その選定眼で選ばれたベンダーのなかに、“セキュリティスイッチ”製品を提供する、韓国のパイオリンクがある。通信のプロトコルに着目し、他社製品よりも深い部分で攻撃の動きを捉えることができるユニークな製品を提供している。「そういう製品しか作れない会社」と、パイオリンク日本支社長の朴氏は自社のことを簡潔に述べる。
セキュリティスイッチを説明すれば、ITエンジニアならばその仕組みは理解できても、実際にどう効くのかはパッと分からないかもしれない。そんな製品を、二人三脚で日本に導入してきたのが小倉氏と朴氏だ。二人がともに見つめてきた日本のサイバーセキュリティ事情と、最優先すべきありふれたキーワードを心から理解するにはどうすべきだろうか。二人の対談から探ってみよう。
ピーエスアイ SDSP 小倉勉氏(左)とパイオリンク 日本支社長 朴チャンウク氏(右)
一見分かりにくい概念でも、日本的に翻訳し浸透させ理解させる仕事10年以上前にパイオリンクが提唱するセキュリティスイッチという概念の製品を始めて見たとき、小倉氏はダイヤの原石を見つけたようだ、と感じた。
1990年代初頭の“ファイアウォール”機能の登場から、2000年代のUTM(統合脅威管理)の台頭を小倉氏は見てきたが、「何か足りないものがあると感じていた」と述べる。日本ではまだ従業員の自浄作用に頼るようなサイバーセキュリティ対策が行われていたが、2011年の東日本大震災を経て「哲学的に、セキュリティってなんだろう、と考えるようになった」と小倉氏は振りかえる。
「子育てだと、子供を守るにはとにかく様子を見ていなければならない。見ていれば問題の原因が分かる。つまり、“可視化”することが重要なのではないか」(小倉氏)

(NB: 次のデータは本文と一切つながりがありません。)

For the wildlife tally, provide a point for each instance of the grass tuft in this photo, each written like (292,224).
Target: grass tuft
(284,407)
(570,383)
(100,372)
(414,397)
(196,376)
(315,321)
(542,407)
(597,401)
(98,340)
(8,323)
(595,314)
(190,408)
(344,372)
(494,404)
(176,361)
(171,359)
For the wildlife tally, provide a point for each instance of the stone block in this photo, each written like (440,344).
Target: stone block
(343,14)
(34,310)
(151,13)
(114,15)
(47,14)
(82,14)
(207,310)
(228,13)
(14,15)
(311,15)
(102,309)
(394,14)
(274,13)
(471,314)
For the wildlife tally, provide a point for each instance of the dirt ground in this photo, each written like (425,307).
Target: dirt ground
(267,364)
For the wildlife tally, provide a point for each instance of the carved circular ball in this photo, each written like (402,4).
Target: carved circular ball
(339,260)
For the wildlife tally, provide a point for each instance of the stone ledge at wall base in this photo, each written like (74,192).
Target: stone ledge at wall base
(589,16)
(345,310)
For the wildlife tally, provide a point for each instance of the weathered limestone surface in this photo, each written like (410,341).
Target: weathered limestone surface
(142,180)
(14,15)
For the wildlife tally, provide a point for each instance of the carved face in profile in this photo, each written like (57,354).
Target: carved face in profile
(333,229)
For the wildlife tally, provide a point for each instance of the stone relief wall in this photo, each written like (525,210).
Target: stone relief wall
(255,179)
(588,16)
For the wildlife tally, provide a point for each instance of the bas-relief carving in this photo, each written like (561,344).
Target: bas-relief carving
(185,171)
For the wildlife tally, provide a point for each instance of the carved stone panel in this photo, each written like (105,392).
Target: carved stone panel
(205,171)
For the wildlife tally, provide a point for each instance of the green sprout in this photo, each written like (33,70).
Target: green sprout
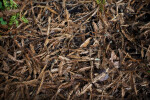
(101,4)
(14,19)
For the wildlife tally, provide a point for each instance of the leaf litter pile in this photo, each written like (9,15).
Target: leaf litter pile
(77,49)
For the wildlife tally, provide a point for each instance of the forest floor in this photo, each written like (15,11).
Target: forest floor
(76,49)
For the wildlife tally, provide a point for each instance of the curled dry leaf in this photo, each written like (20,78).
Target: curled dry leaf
(83,45)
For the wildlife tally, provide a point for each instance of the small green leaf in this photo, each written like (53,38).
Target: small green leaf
(1,5)
(3,22)
(24,20)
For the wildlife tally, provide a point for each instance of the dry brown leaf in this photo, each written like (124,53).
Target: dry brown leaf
(83,45)
(60,68)
(51,10)
(85,88)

これまでもセキュリティにかかわらず、世の中に多く支持されている製品やサービスが良いものだというような充分に理解するに至らない提案が多いのはなぜか?セキュリティ業界に足りないものはなんなのかを考え続けた。そこに、これまでのネットワーク機器ではできなかった、見ようとしなかった部分を可視化するパイオリンクの製品と出会う。小倉氏は「ほかのベンダーが着目していない、深い階層での通信内容に特化して可視化するというのがユニーク」と当時を振り返った。

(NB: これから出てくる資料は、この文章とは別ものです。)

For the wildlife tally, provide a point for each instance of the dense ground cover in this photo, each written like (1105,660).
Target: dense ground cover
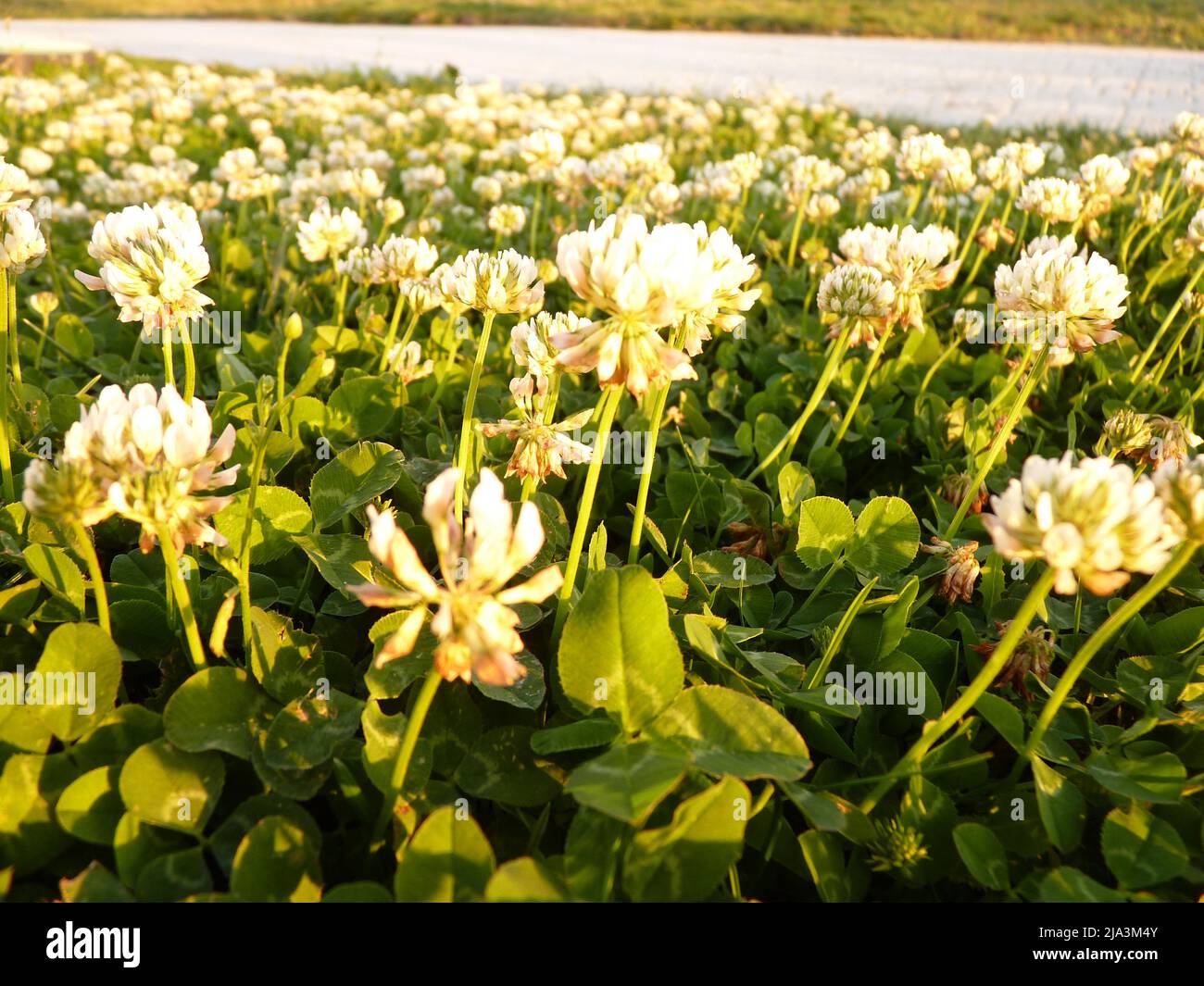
(405,501)
(1151,23)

朴氏も当時のことを振り返り「これまでL2で可視化するという説明をしてきたが、SIerでもなかなかこの概念を受け入れてくれなかった。そんな中、製品コンセプトを“火災報知器”と例え、身近なものにしてくれた。AI・5Gを迎えサイバー空間は、より、攻撃が加速する時代となる。しかしハッカーの攻撃は、通信ルールの域を出ることはない。L2という足元をセキュリティスイッチで可視化する。当時それを『素晴らしい』といってくれたのは、小倉氏くらいだった」。
重要なのは“可視化”──一見単純に聞こえるそのキーワードこそが、セキュリティの始まりであり、すべてなのだ。